Ese proyecto dio paso a un segundo: Kizuna, con el que formar a 2.000 profesionales de toda América Latina y El Caribe en prevención y reducción del riesgo de desastres naturales. Un programa de cinco años que se anunció el pasado 13 de octubre, Día Internacional para la Reducción de los Desastres Naturales.

Chile coopera con América Latina“, recalca el representante de la AGCID en conversación telefónica con L’Indro, pues el proyecto Kizuna, con una inversión aproximada de cinco millones de dólares compartidos entre Chile y Japón, pretende mejorar la capacitación de los profesionales en otros países de la región.

Kizuna (lazo en japonés) consta de tres fases. Cursos de formación de mediana y larga duración que impartirán universidades chilenas con profesores nipones y del país andino; cursos cortos dirigidos a las instituciones que lidian con este tipo de emergencias, y la creación de una red de intercambio de información para facilitar la cooperación entre las instituciones relacionadas. Es un “proyecto ambicioso“, reconoce O’Farrill-Julien, que busca preparar mejor a los países ante un evento que difícilmente se puede predecir. Entre sus objetivos está “reducir los costos que se incurren en la reconstrucción” después de una catástrofe, aunque se desconoce en cuánto se podría disminuir dicho presupuesto pasados este quinquenio del programa.

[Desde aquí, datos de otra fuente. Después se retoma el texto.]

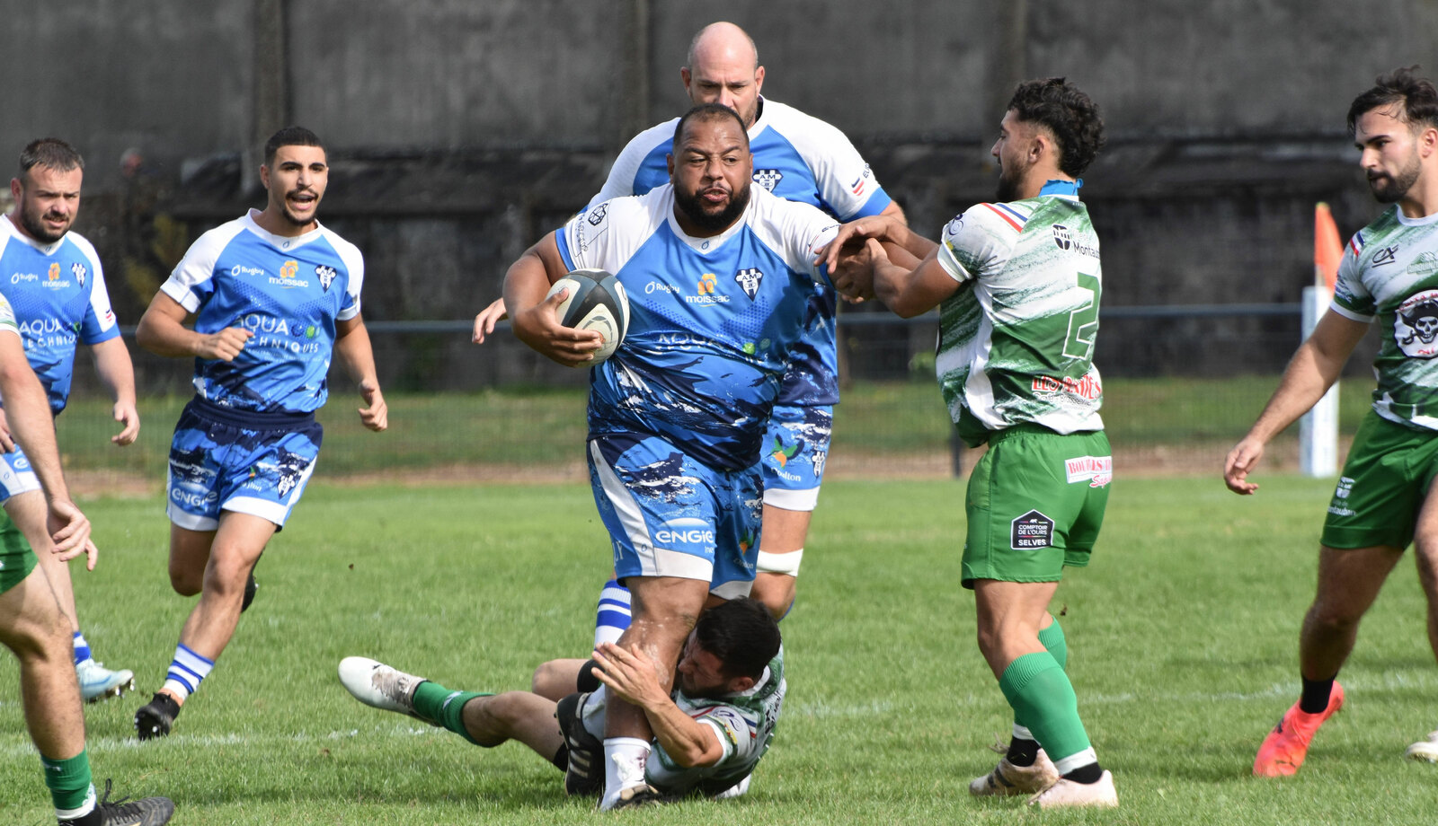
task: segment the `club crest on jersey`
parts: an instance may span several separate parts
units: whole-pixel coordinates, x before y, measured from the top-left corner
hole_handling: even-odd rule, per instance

Antes de colgar, y más distendidos, Enrique O’Farrill-Julien reconoce que el país se está esforzando por cambiar el titular ‘Chile, país de catástrofes‘ por el de ‘Chile, país de gestión de catástrofes‘. Y quizás haya ya algunos avances.

 

EL MAYOR TERREMOTO DE 2015

En Chile la tierra tiembla a diario. El estrecho y largo país está situado justo en el borde entre la placa de Nazca y la Pacífica; zona altamente sísmica. Por poner un ejemplo, el pasado miércoles 21 de octubre se registraron 20 temblores. Uno de ellos mayor a 5 puntos en la escala de Richter y otros seis mayores a 4.

La gran mayoría no son sentidos por la población y, si se notan, no se comienza a catalogar como terremotos si son menores a 7 grados. A partir de esa magnitud, se considera la denominación. Pero no sólo es una cuestión de nombre, sino también de actitud. La población chilena está acostumbrada a vivir en un país donde la tierra se mueve y puede sorprender por su virulencia en cualquier momento. De hecho, la calma y tranquilidad con la que actuaron los ciudadanos el pasado 17 de septiembre, cuando se registró el mayor terremoto de este año, un 8,4, sorprende; lo que se explica por la asiduidad de los temblores y por la preparación para saber cómo reaccionar.

El balance de ese 8.4 fue de 15 fallecidos, 24.770 damnificados y 5.000 viviendas destruidas o inhabilitadas, la mayoría casas de familias vulnerables (el terremoto de este 2015 de Nepal fue de 7.8. Sin embargo, la causa de los daños fue, mayormente, producto del tsunami menor que provocó el terremoto, pues no sólo el país está preparado psicológica, sino también técnicamente, con una de las certificaciones antisísmicas en las construcciones más exigentes a nivel mundial.